On the other hand, services offer independent scaling, but introduce complexity. Lots of it. Some examples are service-to-service communication, data consistency, distributed tracing, and more. A team that is investing into services needs an overarching vision and principles in place, otherwise they end up in Uber’s 1300+ microservices land.
Team Readiness for Scale
The most elegant architecture won't scale reliably if the team isn't capable of building, deploying, and operating the system under pressure. Scaling isn't just code; it's people, processes and discipline.
Startups tend to employ younger folks, but I don’t care about age. I care about the experience. I avoid the ageism trap: age doesn’t guarantee experience or expertise. I identify whether the core engineering leadership and senior technical staff have experienced individuals who have worked on scaled systems. The "scar tissue" from past scale-ups teaches them the non-obvious pitfalls and operational rigor that less-experienced folks lack.
Digging into the engineering leadership further: the top engineering person (e.g. CTO). Their credibility must be good. Sure, everyone’s done missteps, but as long as they haven’t done a Wirecard-shaped drama – acceptable! More important: can they articulate specific bottlenecks? Do they know their database connection pool limits, memory ceilings, and network throughput constraints? Understanding where the scaling bottlenecks are allows them to balance short-term needs with long-term scalability.
The best team maturity indicator is the incident and operational posture review processes. Issues will pop-up when scaling up, so how the team responds to and learns from those issues is critical. Signs of a mature team look like an organized incident remediation process, where roles amongst folks are clearly delineated. I look for leaders managing comms and coordination, while engineering is focused on mitigating the incident. Chaotic firefighting and finger-pointing is a sign of an immature team. What happens after the issue is mitigated is important: is there a blame game, or is the team writing blameless postmortems as a learning medium.

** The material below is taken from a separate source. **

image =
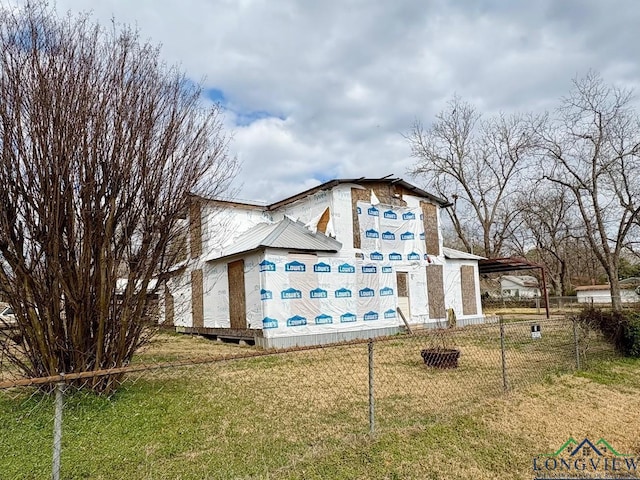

A team that learns from failure is better equipped for the future.
The Verdict
Taking all that we’ve covered so far, when I need to form a judgement I bucket my findings into three categories:
Built for scale, meaning, the system I’ve audited has scale as one of its guiding principles and can scale well with a surge of popularity/traffic.
Scalable with some effort. This means that the system is generally sound, but I’ve identified bottlenecks or areas where significant effort is required so the system scales well. Usually these are database replicas, elastic scaling (if in the cloud), improved monitoring and alerting. Fixing these requires a clear roadmap and a group of individuals/team to work on it. Typically, most of the systems I’ve worked with are in this bucket.
Fragile, will likely crumble. The system has fundamental flaws that cannot be easily fixed to scale without significant rework. This system will struggle or fail under significant traffic/popularity surge. If the system is in this shape, assuming I can, I strongly suggest to leadership to invest resources in this area. Otherwise, any money spent on marketing to bring people to the product will go down the drain once users start trickling in.
At all costs, I avoid the trap of "Complete Rewrite". As an outsider, it’s difficult to make such a damning call. Sure, there are times a complete rewrite is necessary. But they’re also very costly and risky. I assess if targeted refactoring and incremental improvements can suffice, or if the foundation is truly rotten. If I can’t assess that, then I steer clear from suggesting rewrites as they can backfire.